El Calafate, the gateway to Parque Nacional Los Glaciares and especially to Glaciar Perito Moreno, has all the features of a typical frontier town. The main drag, Avenida Libertador San Martin, is lined with souvenir shops, restaurants and tour operators. There is nothing much to discover once you leave this street. The road to our hotel, only 10 minutes from the center, is a dirt road, further out that there is nothing but Patagonian steppe, which means vast flat emptiness.
Since the construction of the airport in 2000 the city grew quickly from 5.000 to more than 20.000 inhabitants, with lots of new hostals springing up any which way, especially on the small hill outside the center overlooking Lago Argentino.
Picking the Hostal America del Sur was a great choice: this definitely is one of the best traveler hostals we discovered in South America in five months. It ranks among exceptional places like Posada Don Carlos in Ciudad Bolivar / Venezuela, Nega Malucca in Salvador / Brazil, La Cupula in Copacabana / Bolivia.
What makes this place so special? First, the people who run this place are very relaxed and friendly, making you immediately feel at home. They are extremely dedicated and professional and perfectly understand what travelers want and need. The rooms are very comfortable, with wide beds with good mattresses, bathroom and toilets separated. And the rooms have a fair size. But the most pleasant feature is the big lounge, with very high ceilings and a beautiful 180 degree view of Lago Argentino. This comfortable place allowed each of us to do what we wanted to do: talking to each other or to other travelers, reading our mails due to WiFi, cooking, writing postcards…
Every evening, there was Parilla for 45 Pesos or 10 Euros, an all you can eat event. There we ate the best meat we have had so far in Argentina, perfectly prepared on the barbecue outside the hotel. On top of that, the choice of salads and of vegetables was simply excellent.
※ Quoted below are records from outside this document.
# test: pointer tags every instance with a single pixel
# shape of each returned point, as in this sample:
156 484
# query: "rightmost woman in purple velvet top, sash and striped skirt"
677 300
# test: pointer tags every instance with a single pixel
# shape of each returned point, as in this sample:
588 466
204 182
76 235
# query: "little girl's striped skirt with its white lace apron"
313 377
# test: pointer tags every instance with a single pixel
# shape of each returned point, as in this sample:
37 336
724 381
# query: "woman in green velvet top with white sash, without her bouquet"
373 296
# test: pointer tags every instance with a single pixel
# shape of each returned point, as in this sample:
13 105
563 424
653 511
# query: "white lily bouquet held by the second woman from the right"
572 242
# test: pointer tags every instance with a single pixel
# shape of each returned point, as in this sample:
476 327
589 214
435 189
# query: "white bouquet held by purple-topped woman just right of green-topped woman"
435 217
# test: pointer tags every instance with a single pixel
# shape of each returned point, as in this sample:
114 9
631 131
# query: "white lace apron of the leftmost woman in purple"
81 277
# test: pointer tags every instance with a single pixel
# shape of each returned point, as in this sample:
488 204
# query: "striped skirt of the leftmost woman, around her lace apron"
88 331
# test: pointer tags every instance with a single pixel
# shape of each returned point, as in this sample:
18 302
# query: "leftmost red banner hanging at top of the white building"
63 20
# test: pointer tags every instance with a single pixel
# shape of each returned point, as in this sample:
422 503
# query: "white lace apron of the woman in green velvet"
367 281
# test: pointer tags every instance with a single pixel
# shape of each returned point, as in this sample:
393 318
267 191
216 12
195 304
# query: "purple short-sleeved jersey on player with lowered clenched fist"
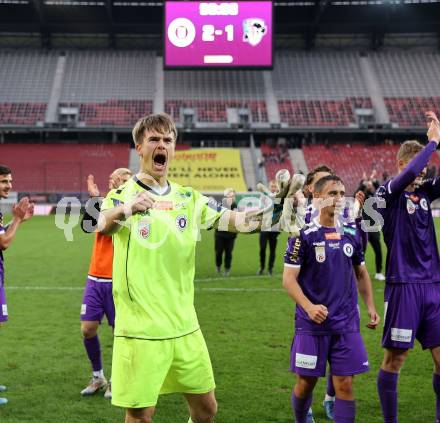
325 257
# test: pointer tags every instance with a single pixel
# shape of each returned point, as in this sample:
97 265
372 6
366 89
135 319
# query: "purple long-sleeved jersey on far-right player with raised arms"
408 228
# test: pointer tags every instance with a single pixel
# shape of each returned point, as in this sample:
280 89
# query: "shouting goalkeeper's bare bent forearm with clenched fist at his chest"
110 220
Wine, beer and water were included, for this reason, we always had dinner here instead of going in the village.
The hostal also booked all our tours: to Parque Nacional Los Glaciares, to Glaciar Perito Moreno, half a day at an Estancia where we could watch sheep being sheered, horseback riding for the kids… Especially the transport to El Chalten turned out to be difficult, since we wanted to rent a car instead of taking the bus for a faster transfer. At this time of the year, there was simply no car available. But they managed to find us two taxis for not much more than the price of a car rental – a great help.